Strategy
Why Middle East's Wealth Sector Needs Digital Transformation
This may not be a surprise any longer, but digital technology in all its forms – including areas such as AI – affects the wealth management sector around the world. In the fast-growing Gulf states of the Middle East, this is particularly the case. Avaloq, a financial software house, gives a few answers to what it sees happening.
The following interview was conducted with Avaloq, the Switzerland-headquartered banking and financial services software house – now part of Japan’s NEC. The interviewees are managing director for Asia-Pacific, Middle East and Africa, Pascal Wengi and Avaloq’s regional director and head of the Middle East and Africa, Akash Anand.
There is much to play for. In 2022, Boston Consulting Group predicted that the Kingdom of Saudi Arabia would chalk up a compound annual growth rate in new wealth of 4.8 per cent, rising from $1.3 trillion to $1.6 trillion from 2021 – 2026. Equities and investment funds in KSA make up the largest asset class at 46 per cent of total personal wealth in 2021 and by 2026 are expected to grow the fastest with a CAGR of 6.9 per cent. Currency and deposits are the second largest class at 44 per cent. In 2021, about 23 per cent of KSA’s wealth was derived from ultra-high net worth individuals (those with more than $100 million).
Turning to the United Arab Emirates, for example, the jurisdiction is already known as a wealth hotspot and home to international banks and large domestic players, as well as being a significant transport, communications, media and technology hub. Today, the UAE is the largest wealth market in the Middle East and the 26th largest worldwide (in terms of total wealth held). People living in the UAE together hold $925 billion in net assets. Around $470 billion (or 51 per cent) of that is held by high net worth individuals. In all, there are about 88,700 HNW individuals living in the UAE.

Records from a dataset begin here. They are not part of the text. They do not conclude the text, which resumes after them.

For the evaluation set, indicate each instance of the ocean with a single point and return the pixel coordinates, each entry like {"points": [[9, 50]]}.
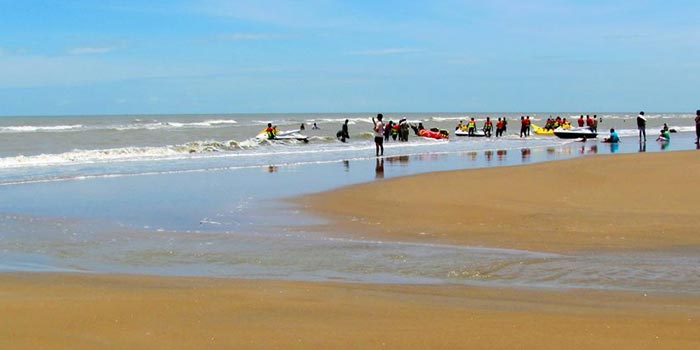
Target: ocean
{"points": [[199, 195]]}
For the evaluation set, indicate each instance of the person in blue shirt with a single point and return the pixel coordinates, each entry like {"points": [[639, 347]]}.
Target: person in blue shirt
{"points": [[614, 138]]}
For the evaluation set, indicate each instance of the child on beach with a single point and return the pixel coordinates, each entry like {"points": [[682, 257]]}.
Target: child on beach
{"points": [[378, 134], [642, 126]]}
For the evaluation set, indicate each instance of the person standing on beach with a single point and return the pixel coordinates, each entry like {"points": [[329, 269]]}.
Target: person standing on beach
{"points": [[378, 134], [595, 123], [642, 126], [523, 126], [697, 127], [343, 134], [527, 130]]}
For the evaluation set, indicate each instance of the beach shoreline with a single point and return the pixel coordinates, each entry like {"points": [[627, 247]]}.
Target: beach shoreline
{"points": [[642, 201], [86, 311], [80, 311]]}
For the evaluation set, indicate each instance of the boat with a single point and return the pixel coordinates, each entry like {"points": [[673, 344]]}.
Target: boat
{"points": [[575, 133], [542, 131], [438, 135], [477, 133], [284, 136]]}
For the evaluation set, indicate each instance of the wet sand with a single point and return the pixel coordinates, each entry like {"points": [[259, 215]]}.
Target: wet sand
{"points": [[603, 202], [644, 201], [64, 311]]}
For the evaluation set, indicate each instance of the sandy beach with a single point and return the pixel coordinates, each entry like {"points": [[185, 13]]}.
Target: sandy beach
{"points": [[620, 202], [627, 201]]}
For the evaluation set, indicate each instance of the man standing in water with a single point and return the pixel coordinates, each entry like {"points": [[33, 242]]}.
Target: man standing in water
{"points": [[379, 134], [642, 126]]}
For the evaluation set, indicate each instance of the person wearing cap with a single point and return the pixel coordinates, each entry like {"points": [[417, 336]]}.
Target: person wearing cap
{"points": [[614, 137], [642, 126]]}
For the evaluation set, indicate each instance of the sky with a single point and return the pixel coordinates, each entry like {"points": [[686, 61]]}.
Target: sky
{"points": [[322, 56]]}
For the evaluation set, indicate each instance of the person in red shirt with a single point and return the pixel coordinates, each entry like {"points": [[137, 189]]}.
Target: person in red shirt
{"points": [[488, 126], [527, 130], [270, 131], [523, 127]]}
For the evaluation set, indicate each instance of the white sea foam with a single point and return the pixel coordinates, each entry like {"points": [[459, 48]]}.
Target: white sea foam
{"points": [[38, 128]]}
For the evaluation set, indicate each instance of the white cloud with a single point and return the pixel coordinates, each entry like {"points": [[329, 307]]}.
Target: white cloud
{"points": [[248, 36], [91, 50], [383, 52], [22, 71]]}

The digital transformation story
Gulf Cooperation Council (GCC) countries, spanning the United
Arab Emirates (UAE), Saudi Arabia, Bahrain, Kuwait, Qatar, and
Oman, have been pursuing digital transformation strategies across
the wealth management sector. As the industry continues to
mature, technology will play a key role in enabling the region’s
financial institutions to keep up with market demand for
specialist wealth management services and to scale their
personalised offerings to new markets and client segments.
What are the challenges?
Akash Anand: Regulatory complexity, historically limited
technology adoption, lack of data standardisation and margin
pressure create headwinds for the wealth management sector. At
the same time, the industry is confronted with an ongoing talent
shortage, particularly when it comes to relationship managers,
advisors, and individuals with expertise in areas from technology
to compliance. Financial institutions are also under pressure
from their clients, who expect greater simplicity and an elevated
banking experience with access to new investment options such as
ESG themes as well as crypto and other digital assets.
Pascal Wengi: Many of the region’s banks and wealth managers still rely on legacy technologies and piecemeal solutions and lack the ability to bring them all together in one centralised vision. This means that their relationship managers and advisors are often frustrated and hampered, spending time handling administrative tasks when they could be focusing more on their clients.
How is technology transforming wealth management in the
Middle East?
Anand: Wealth management is becoming increasingly
complex, not only when it comes to client onboarding, portfolio
monitoring, reporting and regulation, but with regard to the vast
variety of solutions on offer.
Client segmentation is also becoming increasingly critical to success. For the GCC region, in particular, wealth managers need to consider how to balance the needs of traditional versus digitally-attuned investors for both conventional and Islamic wealth management services.
Technology, including advanced data analytics and automation, is helping firms to scale their bespoke offerings while ensuring compliance across jurisdictions. As the wealth management sector continues to grow across the GCC, financial institutions that choose to leverage technological solutions will be able to maintain their competitive edge and boost efficiency to serve a larger and more diverse client base.
Aside from the general productivity benefits technology offers wealth managers, we are seeing increased demand from individuals for digital-first communication and onboarding, as well as more diverse product offerings. It is vital that wealth managers have the operational capabilities to cater to these client expectations.
What are common pitfalls with technology?
Anand: In the past, financial institutions in the region
experimented with different tools and solutions, but that
approach is not ideal over the long term, often resulting in
disjointed systems that lack integration. Lack of standardisation
across different financial institutions and platforms can
exacerbate efforts to improve data exchange and to create a
more interconnected financial ecosystem The solutions required
cover back-office processes and compliance to onboarding and
front-office investment and advisory activities.
Wengi: We anticipate a similar path for the GCC’s wealth management sector as we saw in Singapore, starting with private banking for (ultra) high net worth individuals, and then gradually developing more scale across the expanding [mass] affluent segment.
Technology providers should be ready to support the GCC’s financial institutions as this transition takes place alongside the work to provide technological solutions to help them scale into new markets and client segments.